Byzantion'luların Hecate'ye olan bağlılıklarının sebebi, Hecate'nin onları Makedon'lu Philip'in saldırılarından korumak için yardım etmesiydi. Sembolleri hilal ve yıldızdı ve şehrin surları onun menşeiydi.
Birçok tanrıçadan biri olan Hecate / Artemis'in nasıl kentin sembolu haline geldiği kesin olarak bilinmemekle birlikte, muhtemelen Philip'e müdahale ve sonraki ödüllerle alakalı olarak görülüyor. Savaş zamanındaki müdahalelerinden dolayı Athena'yı onurlandırmak için ismi Atina şehrine verildi ve bu Antik Yunanistan'da yaygın bir uygulamaydı.

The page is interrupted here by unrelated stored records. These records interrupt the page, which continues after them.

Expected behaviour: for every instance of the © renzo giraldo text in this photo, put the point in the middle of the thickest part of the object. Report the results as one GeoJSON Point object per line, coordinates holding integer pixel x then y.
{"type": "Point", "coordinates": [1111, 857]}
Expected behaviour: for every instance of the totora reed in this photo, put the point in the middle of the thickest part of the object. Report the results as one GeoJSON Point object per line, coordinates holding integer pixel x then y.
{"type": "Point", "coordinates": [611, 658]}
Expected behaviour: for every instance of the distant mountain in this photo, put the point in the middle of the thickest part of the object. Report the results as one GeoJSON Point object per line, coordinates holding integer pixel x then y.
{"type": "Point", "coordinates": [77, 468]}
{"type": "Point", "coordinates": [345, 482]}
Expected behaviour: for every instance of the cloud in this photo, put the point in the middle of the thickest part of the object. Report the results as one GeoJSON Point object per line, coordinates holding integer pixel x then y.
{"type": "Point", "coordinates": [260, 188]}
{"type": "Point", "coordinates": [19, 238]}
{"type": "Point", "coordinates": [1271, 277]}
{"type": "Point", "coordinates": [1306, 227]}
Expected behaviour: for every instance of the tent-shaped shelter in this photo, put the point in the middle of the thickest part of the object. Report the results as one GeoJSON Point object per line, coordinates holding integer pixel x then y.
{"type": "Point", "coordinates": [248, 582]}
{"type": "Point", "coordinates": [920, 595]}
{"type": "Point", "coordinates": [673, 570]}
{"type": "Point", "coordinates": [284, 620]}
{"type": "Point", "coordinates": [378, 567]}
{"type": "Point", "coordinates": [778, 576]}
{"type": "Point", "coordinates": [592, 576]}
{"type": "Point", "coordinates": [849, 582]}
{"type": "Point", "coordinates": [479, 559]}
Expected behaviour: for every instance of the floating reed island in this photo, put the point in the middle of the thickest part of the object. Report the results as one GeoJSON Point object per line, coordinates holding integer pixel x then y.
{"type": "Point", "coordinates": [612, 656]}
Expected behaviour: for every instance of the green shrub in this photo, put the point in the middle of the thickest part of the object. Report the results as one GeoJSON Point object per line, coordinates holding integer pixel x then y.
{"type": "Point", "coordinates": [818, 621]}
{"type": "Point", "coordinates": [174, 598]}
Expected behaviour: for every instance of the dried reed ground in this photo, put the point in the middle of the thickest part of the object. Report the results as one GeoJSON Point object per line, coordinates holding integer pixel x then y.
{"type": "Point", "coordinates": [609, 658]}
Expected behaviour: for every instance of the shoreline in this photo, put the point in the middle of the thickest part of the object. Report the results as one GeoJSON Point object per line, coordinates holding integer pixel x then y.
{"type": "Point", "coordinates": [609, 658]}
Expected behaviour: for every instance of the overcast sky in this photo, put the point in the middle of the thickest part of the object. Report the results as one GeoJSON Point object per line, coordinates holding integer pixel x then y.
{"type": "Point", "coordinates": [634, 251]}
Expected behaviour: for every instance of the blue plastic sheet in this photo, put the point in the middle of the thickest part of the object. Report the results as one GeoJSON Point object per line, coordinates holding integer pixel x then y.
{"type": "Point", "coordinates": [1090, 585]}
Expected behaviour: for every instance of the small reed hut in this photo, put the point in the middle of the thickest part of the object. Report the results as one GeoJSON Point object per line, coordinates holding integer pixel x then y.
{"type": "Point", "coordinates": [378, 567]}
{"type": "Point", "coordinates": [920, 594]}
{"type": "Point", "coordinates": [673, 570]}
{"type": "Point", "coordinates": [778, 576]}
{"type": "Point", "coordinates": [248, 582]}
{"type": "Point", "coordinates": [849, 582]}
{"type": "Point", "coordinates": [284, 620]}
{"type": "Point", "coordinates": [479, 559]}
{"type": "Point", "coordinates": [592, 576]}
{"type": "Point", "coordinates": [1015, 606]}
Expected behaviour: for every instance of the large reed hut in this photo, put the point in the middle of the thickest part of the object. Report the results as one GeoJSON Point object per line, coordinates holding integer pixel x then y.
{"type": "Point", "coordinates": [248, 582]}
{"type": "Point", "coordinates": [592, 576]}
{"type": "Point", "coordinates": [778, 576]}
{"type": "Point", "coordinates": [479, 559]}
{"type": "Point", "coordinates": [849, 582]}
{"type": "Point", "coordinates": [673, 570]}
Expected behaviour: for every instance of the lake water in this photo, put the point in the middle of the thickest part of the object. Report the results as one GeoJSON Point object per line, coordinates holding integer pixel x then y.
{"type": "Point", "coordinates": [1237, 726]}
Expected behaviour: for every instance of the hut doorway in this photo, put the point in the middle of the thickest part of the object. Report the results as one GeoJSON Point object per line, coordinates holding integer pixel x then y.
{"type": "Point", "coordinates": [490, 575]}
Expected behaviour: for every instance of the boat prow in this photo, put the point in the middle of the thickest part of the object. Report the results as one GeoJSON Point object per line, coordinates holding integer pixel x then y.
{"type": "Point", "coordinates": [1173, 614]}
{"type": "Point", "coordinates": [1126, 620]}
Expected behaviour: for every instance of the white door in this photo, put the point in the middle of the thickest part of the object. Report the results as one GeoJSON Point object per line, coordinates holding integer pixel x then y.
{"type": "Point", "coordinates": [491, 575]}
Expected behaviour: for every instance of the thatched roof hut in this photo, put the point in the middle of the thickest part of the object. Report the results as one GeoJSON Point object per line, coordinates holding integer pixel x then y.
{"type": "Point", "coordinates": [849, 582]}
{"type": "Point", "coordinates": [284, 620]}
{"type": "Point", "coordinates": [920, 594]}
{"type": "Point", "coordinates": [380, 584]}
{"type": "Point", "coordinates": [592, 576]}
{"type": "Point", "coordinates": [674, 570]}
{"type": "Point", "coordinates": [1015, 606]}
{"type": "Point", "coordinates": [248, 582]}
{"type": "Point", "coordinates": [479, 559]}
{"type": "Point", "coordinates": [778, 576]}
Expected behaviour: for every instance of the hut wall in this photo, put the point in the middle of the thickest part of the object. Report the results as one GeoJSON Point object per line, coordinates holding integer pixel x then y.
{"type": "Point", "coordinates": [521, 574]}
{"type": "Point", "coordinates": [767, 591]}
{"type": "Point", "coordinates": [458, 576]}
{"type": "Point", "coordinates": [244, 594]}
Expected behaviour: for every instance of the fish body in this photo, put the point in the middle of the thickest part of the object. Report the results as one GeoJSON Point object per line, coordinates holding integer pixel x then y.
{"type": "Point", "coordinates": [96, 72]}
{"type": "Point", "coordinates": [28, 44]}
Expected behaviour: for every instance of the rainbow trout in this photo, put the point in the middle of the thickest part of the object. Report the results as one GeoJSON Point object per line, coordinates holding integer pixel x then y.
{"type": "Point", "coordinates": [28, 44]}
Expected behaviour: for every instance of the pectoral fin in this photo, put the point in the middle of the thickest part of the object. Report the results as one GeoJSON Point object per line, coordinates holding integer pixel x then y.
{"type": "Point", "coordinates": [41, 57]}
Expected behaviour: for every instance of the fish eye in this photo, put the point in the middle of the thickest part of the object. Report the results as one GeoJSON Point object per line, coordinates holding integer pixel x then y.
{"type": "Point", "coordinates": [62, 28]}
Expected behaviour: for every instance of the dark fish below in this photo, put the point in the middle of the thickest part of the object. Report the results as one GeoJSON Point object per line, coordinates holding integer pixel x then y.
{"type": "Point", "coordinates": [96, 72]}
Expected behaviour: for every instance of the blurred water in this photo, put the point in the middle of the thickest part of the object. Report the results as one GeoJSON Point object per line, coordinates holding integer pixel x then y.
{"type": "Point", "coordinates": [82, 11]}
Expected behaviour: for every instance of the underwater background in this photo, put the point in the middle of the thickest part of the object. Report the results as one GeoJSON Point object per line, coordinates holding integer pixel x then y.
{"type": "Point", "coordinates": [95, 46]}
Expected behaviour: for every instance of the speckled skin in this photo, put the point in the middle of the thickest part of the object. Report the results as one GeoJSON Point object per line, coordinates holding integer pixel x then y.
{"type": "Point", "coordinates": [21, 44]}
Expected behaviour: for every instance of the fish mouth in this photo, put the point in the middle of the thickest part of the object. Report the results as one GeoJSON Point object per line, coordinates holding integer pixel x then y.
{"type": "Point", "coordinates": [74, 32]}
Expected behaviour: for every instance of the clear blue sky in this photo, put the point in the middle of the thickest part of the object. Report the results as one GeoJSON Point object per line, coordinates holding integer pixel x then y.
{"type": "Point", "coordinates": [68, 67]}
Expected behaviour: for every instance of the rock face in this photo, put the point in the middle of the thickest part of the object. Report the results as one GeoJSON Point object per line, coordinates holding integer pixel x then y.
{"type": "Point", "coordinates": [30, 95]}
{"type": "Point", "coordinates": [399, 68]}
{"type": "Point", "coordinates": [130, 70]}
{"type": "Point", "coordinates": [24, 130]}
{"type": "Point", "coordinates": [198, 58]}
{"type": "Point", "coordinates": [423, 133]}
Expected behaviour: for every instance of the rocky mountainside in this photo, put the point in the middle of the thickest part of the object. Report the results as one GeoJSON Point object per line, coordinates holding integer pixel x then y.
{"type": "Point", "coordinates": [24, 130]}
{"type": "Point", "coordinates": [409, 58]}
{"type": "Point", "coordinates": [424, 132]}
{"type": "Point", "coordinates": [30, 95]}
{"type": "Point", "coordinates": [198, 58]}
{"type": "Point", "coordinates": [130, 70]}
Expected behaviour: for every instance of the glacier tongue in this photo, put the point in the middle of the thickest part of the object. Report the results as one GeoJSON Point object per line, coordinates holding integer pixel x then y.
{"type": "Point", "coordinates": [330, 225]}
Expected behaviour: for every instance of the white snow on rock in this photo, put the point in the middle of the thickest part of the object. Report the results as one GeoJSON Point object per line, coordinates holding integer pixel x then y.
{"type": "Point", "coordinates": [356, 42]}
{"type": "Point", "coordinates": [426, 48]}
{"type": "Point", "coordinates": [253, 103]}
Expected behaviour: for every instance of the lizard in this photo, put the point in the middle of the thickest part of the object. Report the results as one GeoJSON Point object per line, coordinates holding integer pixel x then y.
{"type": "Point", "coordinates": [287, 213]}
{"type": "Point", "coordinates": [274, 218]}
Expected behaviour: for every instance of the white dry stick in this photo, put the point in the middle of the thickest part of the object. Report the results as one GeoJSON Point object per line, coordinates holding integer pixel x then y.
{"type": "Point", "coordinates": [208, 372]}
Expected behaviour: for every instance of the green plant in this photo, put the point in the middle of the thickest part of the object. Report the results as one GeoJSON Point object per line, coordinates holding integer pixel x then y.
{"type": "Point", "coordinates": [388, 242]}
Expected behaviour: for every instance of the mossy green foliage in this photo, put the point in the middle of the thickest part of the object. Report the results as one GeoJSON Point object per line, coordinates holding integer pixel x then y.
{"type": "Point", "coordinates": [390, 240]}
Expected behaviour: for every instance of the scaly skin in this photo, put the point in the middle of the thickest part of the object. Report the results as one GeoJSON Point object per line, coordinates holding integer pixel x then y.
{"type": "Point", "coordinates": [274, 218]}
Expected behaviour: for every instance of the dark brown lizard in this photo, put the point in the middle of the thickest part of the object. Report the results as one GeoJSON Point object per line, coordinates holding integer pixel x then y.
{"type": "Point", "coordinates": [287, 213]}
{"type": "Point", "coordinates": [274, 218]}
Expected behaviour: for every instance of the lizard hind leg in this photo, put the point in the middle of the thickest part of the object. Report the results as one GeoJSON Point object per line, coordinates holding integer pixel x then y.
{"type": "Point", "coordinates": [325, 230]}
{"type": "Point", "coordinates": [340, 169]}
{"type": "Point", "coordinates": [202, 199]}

Daha sonra Romalılar altındaki imparatorluk şehirleri çoğu zaman kendi sikkelerini basmaya devam ettiler. Yerel sikkelerde kullanılan pek çok temadan, gökyüzü ve astral semboller ve çoğunlukla yıldızlar ve ayın hilal hali kullanıldı. Konuların çeşitliliği ve yıldızın ve hilalin Roma sikkeleri üzerindeki önemi için çeşitli açıklamalar tartışmaları bu noktada engelliyor. Bununla birlikte, Romalılar zamanında, bazı kombinasyonlarda bir yıldız veya hilal bulunan sikkelerin nadir görülmediği açıktır.